3x14 - Uma Velha História de Assassinato (Season Finale)
de Caliel Alves
Baseado
em fatos reais
Nelson
de Paula bebeu, fumou e amou durante a noite de ano novo. Araçás, ainda
Distrito de Alagoinhas, estava em festa. O que Nelson não percebeu foram os
dois homens o observando do outro lado do bar. Olhos encovados. Testas
tensionadas. Queixos protuberantes. Fuzilavam o homem com suas pupilas dilatadas
pelo colírio do ódio. A presa não percebia que estava dentro de uma caçada.
Pediu
ao seu Marcelo mais uma quente. A bebida foi posta na mesa. Entornou o corpo na
caixa dos peitos. O líquido desceu rasgando garganta adentro. Parecia ter
ingerido uma brasa. O álcool assentou no estômago vazio. Sorriu, lacrimejou e
bateu o fundo do copo na mesa. Bateram em suas costas. As notas eram jogadas na
mesa do bar. Havia dinheiro, só não tinha esperança de dias melhores.
Todos
ao seu redor ávidos por usufruírem do poder daquelas cédulas. Amarrotadas, rasgadas,
mas ainda assim portadora de valores. Valor de compra. Felicidade comprada a
prestações. Juros muito elevados. Nelson de Paula era homem gaiato. Amado pelos
amigos de copo. Adorado pelos companheiros de furto. Festejado pelas mulheres
da Capoeira, brega improvisado as margens da rodovia. Velhas prostitutas vindas
de Sergipe, mas que ainda tinham amor a oferecer, a um baixo preço. Às vezes, por
uma dose de fubuia, noutras, por um prato de comida.
O
homem parecia em estase naquela noite. Fogos espocavam na noite, trazendo mais o
vislumbre de estrelas passageiras. E para comemorar esse ciclo de vida e morte instantâneo,
os bebuns davam vivas. Cantarolavam as modinhas do rádio. Depois uivavam para a
lua. A matilha estava velha, mas na ativa.
O
araçaense comemorava. Mesmo sem saber o que. Tinha nada a agradecer. A vida não
andava tão boa. Girou o corpo na mesa do bar. O dinheiro a essa altura já
minguava. O dono anotava no caderninho. Eterno fiado. Nem os avisos ou ameaças
fariam daqueles homens analfabetos bons pagadores. Se acumulavam de vícios para
diminuir as insuficiências da vida.
Nelson
de Paula enfiou as mãos nos bolsos. Quase os dedos furaram a calça jeans. Jogou
a última nota em cima da mesa e se despediu. Não deu o “Té logo” de costume,
disse “Adeus”, como se não fosse ver mais ninguém. Atabalhoado, seguiu porta
afora. A sola dos sapatos se arrastando nos paralelepípedos. Errou a esmo sem
ver as duas sombras que o seguiam.
O
homem queria ver o Enterro do Ano Velho. Nesse rito local, os populares
simulavam a morte do Ano Velho fazendo um caixão com uma caixa de sapato.

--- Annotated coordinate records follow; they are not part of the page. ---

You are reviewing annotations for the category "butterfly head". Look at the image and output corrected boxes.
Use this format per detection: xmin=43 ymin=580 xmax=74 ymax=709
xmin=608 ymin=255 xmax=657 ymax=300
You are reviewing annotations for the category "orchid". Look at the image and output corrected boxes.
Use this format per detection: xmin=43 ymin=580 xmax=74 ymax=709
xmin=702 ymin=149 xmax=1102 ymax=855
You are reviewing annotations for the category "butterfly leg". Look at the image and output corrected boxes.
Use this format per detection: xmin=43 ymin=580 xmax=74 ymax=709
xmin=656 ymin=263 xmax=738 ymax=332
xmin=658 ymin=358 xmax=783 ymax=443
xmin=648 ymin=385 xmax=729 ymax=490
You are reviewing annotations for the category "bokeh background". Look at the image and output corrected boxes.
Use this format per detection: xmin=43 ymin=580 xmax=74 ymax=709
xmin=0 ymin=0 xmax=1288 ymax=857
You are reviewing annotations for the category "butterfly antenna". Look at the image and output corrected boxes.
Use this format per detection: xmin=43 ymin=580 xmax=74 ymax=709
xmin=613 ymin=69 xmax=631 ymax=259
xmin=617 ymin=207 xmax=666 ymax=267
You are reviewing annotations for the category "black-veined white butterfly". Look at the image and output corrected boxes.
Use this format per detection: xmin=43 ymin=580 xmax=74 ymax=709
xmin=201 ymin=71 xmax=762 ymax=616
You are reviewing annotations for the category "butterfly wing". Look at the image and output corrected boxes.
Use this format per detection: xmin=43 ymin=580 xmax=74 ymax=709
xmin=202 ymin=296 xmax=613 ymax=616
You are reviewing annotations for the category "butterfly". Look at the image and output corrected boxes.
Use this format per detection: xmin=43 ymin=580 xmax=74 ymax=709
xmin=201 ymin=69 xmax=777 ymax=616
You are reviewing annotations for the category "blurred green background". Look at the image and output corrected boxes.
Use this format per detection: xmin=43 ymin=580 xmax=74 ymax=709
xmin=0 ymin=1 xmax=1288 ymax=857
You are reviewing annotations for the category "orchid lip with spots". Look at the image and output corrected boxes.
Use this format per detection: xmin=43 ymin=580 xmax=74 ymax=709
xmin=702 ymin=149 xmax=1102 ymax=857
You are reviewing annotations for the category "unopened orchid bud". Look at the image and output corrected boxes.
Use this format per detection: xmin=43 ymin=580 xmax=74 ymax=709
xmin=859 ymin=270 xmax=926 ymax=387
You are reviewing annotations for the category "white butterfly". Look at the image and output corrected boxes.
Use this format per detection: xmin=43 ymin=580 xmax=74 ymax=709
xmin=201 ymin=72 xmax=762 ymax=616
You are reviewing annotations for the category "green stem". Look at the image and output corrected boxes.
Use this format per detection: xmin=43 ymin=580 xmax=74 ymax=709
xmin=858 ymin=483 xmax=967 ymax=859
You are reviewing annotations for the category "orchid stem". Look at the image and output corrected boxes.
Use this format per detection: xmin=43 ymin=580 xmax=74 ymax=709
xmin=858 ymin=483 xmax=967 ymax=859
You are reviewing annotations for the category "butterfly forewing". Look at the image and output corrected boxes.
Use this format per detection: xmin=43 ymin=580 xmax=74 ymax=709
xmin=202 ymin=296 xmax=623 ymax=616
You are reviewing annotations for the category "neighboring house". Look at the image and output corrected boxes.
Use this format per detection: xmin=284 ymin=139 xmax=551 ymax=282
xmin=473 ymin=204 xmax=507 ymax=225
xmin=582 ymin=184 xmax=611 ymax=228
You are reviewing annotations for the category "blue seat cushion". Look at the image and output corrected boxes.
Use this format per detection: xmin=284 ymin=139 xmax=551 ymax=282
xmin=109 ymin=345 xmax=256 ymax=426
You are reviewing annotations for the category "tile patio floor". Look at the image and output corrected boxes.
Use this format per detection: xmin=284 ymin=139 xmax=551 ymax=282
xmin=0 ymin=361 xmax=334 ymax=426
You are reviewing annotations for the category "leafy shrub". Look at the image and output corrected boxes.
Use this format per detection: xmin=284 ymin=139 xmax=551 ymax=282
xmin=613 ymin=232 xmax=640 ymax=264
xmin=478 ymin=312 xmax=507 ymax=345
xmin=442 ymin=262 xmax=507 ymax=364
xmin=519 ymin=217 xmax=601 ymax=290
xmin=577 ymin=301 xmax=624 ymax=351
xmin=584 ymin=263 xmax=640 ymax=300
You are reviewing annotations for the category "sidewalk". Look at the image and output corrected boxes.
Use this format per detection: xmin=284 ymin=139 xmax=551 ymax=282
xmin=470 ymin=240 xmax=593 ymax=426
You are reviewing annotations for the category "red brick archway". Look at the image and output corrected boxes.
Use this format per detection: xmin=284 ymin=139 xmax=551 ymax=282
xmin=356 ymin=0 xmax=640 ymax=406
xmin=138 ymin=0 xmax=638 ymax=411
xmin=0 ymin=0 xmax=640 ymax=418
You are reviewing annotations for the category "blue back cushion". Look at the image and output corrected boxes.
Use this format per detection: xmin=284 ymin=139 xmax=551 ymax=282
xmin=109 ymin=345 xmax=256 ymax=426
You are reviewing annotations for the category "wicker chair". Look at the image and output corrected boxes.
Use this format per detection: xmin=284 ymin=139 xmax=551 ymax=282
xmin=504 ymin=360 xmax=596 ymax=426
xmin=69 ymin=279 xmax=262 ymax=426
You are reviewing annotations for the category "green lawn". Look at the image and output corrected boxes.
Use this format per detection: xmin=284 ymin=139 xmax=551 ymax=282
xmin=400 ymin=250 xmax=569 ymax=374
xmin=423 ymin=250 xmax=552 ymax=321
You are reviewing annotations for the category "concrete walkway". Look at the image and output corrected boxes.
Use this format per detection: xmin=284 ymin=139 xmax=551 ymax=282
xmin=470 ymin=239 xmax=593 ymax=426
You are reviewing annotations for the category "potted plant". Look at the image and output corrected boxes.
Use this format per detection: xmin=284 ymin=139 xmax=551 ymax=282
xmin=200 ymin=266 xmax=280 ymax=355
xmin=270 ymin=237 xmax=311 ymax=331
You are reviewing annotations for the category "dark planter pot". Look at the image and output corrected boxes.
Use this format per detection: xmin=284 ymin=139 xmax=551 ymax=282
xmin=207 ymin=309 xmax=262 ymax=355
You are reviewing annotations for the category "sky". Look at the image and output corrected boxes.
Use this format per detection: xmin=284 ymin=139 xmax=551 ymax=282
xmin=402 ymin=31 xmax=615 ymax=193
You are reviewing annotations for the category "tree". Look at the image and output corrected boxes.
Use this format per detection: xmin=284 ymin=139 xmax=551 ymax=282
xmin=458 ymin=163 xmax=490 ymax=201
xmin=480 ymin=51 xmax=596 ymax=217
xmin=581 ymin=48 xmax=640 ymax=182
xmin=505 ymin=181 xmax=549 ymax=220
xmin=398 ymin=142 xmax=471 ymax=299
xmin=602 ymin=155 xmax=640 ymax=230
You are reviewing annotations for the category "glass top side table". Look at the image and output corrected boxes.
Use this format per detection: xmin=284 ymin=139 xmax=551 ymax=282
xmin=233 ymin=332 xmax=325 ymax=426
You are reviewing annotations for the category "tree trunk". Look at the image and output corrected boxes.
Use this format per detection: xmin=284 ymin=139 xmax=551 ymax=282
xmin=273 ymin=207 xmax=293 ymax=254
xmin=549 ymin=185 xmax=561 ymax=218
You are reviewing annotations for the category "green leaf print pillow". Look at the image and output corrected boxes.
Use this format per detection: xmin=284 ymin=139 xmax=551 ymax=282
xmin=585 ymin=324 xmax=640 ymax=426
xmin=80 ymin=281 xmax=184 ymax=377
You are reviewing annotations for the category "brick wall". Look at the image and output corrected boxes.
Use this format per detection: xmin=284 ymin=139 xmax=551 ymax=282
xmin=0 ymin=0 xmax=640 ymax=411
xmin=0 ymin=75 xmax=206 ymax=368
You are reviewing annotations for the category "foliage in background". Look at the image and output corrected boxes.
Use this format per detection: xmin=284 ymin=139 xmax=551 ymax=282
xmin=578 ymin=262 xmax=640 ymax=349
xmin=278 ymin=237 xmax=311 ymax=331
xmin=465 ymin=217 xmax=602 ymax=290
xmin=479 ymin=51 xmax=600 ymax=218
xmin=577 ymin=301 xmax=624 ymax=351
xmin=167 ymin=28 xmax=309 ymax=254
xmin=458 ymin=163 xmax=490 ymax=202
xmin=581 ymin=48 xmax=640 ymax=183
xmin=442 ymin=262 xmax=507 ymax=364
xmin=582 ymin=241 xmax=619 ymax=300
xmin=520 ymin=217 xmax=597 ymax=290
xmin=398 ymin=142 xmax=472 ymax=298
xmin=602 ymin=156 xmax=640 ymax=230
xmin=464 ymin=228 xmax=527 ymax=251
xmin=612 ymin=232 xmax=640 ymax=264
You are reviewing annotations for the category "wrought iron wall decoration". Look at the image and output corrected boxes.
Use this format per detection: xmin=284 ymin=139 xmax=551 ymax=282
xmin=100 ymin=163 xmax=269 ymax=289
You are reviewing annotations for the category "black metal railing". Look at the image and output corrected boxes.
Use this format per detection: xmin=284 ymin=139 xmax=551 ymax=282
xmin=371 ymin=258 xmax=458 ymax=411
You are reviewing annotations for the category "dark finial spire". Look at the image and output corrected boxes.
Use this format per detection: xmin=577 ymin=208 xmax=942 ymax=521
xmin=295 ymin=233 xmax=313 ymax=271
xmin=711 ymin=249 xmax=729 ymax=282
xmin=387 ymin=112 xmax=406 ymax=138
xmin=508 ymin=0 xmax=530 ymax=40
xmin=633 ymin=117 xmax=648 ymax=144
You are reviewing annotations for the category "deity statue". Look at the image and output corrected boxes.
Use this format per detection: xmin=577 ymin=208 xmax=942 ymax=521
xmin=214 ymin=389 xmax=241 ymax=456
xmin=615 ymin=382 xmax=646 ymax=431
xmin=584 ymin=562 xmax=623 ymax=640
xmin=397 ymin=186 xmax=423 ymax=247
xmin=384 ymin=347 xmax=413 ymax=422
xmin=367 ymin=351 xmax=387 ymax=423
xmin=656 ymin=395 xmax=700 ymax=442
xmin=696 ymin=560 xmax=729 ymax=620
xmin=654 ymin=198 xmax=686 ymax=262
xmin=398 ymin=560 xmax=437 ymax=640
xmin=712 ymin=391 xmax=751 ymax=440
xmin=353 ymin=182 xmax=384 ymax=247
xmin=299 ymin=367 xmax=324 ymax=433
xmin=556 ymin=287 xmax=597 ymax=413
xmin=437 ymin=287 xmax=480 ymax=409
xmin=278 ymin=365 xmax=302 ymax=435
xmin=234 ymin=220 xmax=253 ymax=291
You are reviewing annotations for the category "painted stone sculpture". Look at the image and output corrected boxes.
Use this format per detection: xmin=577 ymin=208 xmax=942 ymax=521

Colocavam um boneco de estopa com o ano vigente decorado no peito. Abaixo de
cantilenas e choro, jogavam o Ano Velho no Rio Quiricó. Nelson havia nascido
ali. Ainda morava ali. E nunca teve o prazer de ver o féretro daquele velho
conhecido. Sorriu. O álcool ainda cambaleava seus passos.
Quando
as ruas foram se tornando mais escuras, o barulho do entorno da Igreja da atriz
mais distante, passos crocantes iam se tornaram mais altos. Nelson olhou para
trás. Não havia mais sorriso em seu rosto. Dois vultos chapinhavam areia atrás
dele. Apressados demais, suspeitos demais para quem queria festa.
Alargou
os passos. A dupla de vultos também. Nelson já não mais andava, flutuava
trôpego. Não ia mais em direção ao Quiricó. Direção oposta. As poucas casas que
margeavam o rio estavam fechadas. Fogos, animais noturnos e gritos de
comemoração silenciaram Nelson. Um terceiro homem surgiu na sua frente.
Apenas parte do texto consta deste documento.